Having these cameras may not only help parents to monitor the activities of the maids, but also their kids. Maybe recent crimes like contaminating food with human body fluids in neighbouring GCC countries, horrifying stories of children being tortured, black magic by domestic helps and local stories about stealing and illicit relationships might have made the families to think about installing cameras at home.

But the question is how can a human being be monitored 24 hours? Is it not an interference, an encroachment on the maids’ human rights and privacy? Is it not spying, easily dubbed as surveillance? Even if it is, who cares? They are paid to do the services and they should just do that… I think now working mothers can feel at ease, as they can install a camera at home and then link it to their mobile phones and check on their children even while they are at work.

Most of the crimes and misconduct will happen if the housemaids are treated improperly. If they are treated well, with dignity, why would they even think of misbehaving with the kids or doing something wrong? If they are treated like a member of the family, if there is a good communication and good relationship with maids, may be there wouldn’t be a need to install such cameras. If children are taught to respect the maids like other elders, there’s no doubt that these women will always stay by the family and there won’t be any fear of misbehaviour.
If employers deal with their domestic workers in a human and civilised manner… provide them with their needs, including proper accommodation, food and clothing… give their wages on time… nice treatment of the maids will surely curtail their negative feelings towards the family and prevent them from taking revenge because of bad treatment.

Domestic workers could become criminals because of cruel treatment by their employers.
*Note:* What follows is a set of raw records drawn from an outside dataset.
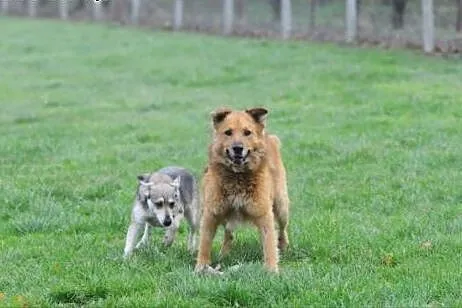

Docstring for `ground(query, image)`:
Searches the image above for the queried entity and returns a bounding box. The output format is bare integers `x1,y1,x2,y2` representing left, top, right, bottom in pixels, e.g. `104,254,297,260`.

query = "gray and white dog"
123,166,200,258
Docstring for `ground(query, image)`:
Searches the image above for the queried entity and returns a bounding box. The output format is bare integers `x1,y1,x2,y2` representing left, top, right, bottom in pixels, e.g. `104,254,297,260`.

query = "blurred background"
1,0,461,53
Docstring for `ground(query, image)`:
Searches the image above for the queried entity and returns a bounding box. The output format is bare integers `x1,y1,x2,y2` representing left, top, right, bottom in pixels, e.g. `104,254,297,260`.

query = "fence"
1,0,461,54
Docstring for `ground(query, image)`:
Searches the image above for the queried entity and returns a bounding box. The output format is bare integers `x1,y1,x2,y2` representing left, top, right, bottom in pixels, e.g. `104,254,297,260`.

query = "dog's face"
137,176,182,227
210,107,268,172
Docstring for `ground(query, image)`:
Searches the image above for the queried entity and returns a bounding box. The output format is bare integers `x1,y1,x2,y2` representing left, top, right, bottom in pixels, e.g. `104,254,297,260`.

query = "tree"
391,0,407,29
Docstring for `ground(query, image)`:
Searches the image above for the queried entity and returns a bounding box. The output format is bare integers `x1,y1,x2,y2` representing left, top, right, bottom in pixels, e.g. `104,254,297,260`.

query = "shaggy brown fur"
195,107,290,273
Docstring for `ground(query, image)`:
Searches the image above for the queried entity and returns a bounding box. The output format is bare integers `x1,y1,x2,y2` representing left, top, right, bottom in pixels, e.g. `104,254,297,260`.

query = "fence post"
223,0,234,35
93,0,103,21
309,0,317,31
59,0,68,20
422,0,434,53
1,0,8,14
131,0,140,24
28,0,37,17
456,0,461,32
281,0,292,39
345,0,357,43
173,0,183,30
236,0,244,21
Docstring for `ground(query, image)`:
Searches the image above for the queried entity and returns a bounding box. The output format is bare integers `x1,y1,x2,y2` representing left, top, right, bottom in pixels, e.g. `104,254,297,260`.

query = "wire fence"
1,0,461,54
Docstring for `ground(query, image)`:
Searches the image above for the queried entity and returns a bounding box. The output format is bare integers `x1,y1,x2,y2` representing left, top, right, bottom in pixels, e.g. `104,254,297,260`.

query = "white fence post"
457,0,462,32
1,0,8,14
59,0,68,20
93,0,103,21
345,0,357,43
173,0,183,31
28,0,37,17
422,0,434,53
281,0,292,39
223,0,234,35
131,0,140,24
309,0,317,31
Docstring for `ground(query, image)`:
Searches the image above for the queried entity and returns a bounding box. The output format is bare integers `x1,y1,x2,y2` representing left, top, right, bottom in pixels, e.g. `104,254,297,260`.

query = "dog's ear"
137,173,151,185
246,107,268,125
170,176,181,189
211,107,232,128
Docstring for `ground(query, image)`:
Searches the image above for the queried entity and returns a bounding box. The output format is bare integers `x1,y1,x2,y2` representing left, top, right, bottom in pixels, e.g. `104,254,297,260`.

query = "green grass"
1,16,462,307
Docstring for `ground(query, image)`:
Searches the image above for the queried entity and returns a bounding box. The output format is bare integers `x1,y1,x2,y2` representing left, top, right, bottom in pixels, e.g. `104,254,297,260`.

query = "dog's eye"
154,201,163,208
169,201,175,209
224,129,233,136
243,129,252,136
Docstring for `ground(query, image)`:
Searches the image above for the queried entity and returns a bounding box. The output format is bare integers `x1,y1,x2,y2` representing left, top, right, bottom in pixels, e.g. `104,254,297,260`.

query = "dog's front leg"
164,213,183,247
124,222,142,258
195,210,219,272
187,224,198,254
186,208,200,254
254,212,279,273
135,223,151,249
163,223,178,247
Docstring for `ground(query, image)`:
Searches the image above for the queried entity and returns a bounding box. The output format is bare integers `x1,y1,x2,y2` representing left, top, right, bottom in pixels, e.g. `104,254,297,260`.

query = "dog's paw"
163,239,174,247
187,245,198,255
194,264,223,276
227,264,243,272
135,240,148,250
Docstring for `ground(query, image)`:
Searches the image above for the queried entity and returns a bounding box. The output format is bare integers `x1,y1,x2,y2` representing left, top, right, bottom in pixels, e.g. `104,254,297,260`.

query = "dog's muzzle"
226,143,249,165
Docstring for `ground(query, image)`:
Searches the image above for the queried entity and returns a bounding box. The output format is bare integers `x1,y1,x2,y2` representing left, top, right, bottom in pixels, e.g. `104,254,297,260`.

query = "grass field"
1,16,462,307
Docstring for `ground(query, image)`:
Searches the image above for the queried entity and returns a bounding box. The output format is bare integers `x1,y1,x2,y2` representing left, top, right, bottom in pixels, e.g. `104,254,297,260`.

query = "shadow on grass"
49,286,109,305
13,115,42,125
216,235,313,267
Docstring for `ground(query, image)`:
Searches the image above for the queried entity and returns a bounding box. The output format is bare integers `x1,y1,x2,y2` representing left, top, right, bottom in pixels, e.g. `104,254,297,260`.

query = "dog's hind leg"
274,196,290,251
219,228,233,259
187,224,198,253
124,222,142,258
185,201,200,253
135,223,151,250
219,220,237,258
Some of them could be pushed to take in on the children or mix urine or other dirty materials with family meals.
I have come across reportswhere Dubai police have handled some cases involving maids placing their urine in foods and drinks served for their employing families.
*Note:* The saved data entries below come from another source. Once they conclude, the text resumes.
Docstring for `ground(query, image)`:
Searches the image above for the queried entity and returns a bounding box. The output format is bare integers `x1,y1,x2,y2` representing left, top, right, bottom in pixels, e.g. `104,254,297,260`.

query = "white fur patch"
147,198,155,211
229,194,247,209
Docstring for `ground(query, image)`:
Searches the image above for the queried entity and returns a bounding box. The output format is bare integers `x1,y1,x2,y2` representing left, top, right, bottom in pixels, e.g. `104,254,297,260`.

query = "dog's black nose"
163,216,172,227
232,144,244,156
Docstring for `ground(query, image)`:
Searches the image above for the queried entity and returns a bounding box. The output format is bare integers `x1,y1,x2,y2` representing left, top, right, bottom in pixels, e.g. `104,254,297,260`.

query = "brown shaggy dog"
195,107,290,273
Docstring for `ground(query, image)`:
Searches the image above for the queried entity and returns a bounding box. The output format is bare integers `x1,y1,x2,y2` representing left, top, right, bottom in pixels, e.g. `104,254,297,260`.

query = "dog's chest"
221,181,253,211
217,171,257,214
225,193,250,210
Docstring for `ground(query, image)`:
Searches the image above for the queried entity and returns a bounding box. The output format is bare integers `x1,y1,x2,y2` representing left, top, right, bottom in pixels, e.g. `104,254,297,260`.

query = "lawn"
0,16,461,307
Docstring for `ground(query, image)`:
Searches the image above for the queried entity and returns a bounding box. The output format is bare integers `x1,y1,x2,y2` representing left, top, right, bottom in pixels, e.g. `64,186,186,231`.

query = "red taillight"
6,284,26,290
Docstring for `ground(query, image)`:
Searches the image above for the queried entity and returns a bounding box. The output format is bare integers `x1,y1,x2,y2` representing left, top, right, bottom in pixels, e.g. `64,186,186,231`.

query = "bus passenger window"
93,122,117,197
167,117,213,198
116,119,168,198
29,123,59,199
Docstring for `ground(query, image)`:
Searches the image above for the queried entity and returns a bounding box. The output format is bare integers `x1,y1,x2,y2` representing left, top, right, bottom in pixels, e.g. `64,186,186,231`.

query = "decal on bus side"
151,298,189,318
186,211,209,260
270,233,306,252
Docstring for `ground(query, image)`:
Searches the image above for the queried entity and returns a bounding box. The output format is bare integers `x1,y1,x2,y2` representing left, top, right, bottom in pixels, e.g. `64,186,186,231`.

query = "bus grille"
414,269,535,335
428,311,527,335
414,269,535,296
And even crimes committed by housemaids in Dubai increased by nearly 17 per cent in 2011 and police believe they were mainly driven by the employer’s cruelty and the worker’s ignorance of the region’s traditions. Figures showed 1,010 reported crimes were committed by domestic workers in Dubai in 2011 compared with 862 in 2010. 

As many as 506 crimes, more than half the total, involved absconding offences, while 108 were associated with sexual abuses. There were also 94 breach of trust cases and 48 thefts from employing houses. The largest theft case involved a maid who stole Dh 1.17 million from her female employer! It is a different thing that she was later arrested and the sum was retrieved.

A breakdown showed Asian domestic workers were the main culprits, mainly because they are the majority in Dubai, committing 583 offences. African maids were involved in 270 crimes and the rest were responsible for 157 crimes.

Cruelty to maids will eventually push them to retaliate. There are some situations where families overburden their maids with household work or deny their rights like depriving them from contacting their families at home or taking enough rest. And sometimes it so happens like, many families here, have no idea about the traditions and culture of the maids’ home countries! Likewise, most maids who are brought into the Middle East are either not qualified or are not aware of the local habits and culture.